Personal information
- Full name: Desmond Byrne
- Date of birth: 10 April 1981 (age 44)
- Place of birth: Dublin, Ireland
- Height: 5 ft 10 in (1.78 m)
- Position(s): Left-back, Centre-back, Left Midfielder

Senior career*
- Years: Team / Apps / (Gls)
- 1998–1999: Stockport County / 1 / (0)
- 1999–2000: St Patrick's Athletic / 30 / (1)
- 2000–2002: Wimbledon / 1 / (0)
- 2001: → Cambridge United (loan) / 4 / (0)
- 2002–2004: Carlisle United / 21 / (0)
- 2003–2004: St Patrick's Athletic / 18 / (0)
- 2004–2007: Bohemians / 62 / (1)
- 2008–2009: St Patrick's Athletic / 22 / (0)

= Des Byrne =

Irish footballer

Desmond "Des" Byrne (born 10 April 1981) is an Irish footballer. He is primarily deployed as a left-back, but has also appeared as a central defender or as a midfielder.

==Career==
Byrne began his career at Stockport County making his debut in the 1998–99 season. He returned to Ireland where he joined St Patrick's Athletic and put in many fine performances.

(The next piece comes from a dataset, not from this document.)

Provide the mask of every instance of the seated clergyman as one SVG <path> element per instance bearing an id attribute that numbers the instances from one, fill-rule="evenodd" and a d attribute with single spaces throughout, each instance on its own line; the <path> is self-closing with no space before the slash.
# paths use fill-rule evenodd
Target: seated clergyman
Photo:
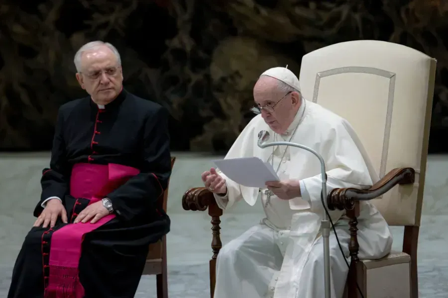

Wimbledon splashed out to take him back to England but he never established himself at the club, making just one appearance as a late substitute against Barnsley. While at Wimbledon, he found himself in the news when involved in an incident at a West London nightclub with Chelsea's Jody Morris and John Terry. He was found guilty of possessing an offensive weapon and fined £2,000. He was also ordered to pay costs of £1,000. He had spells at Cambridge United on loan and Carlisle United before once again returning to St Patrick's Athletic.

In December 2004, he signed for Bohemians on a three-year deal. In June 2005, he scored in the UEFA Intertoto Cup.

Byrne was released by Bohs at the end of their 2007 season and signed for St Pats for a third spell soon after.

Currently living in London since 2009, Byrne has recently set up a football agency Clique Sports Management with James Park.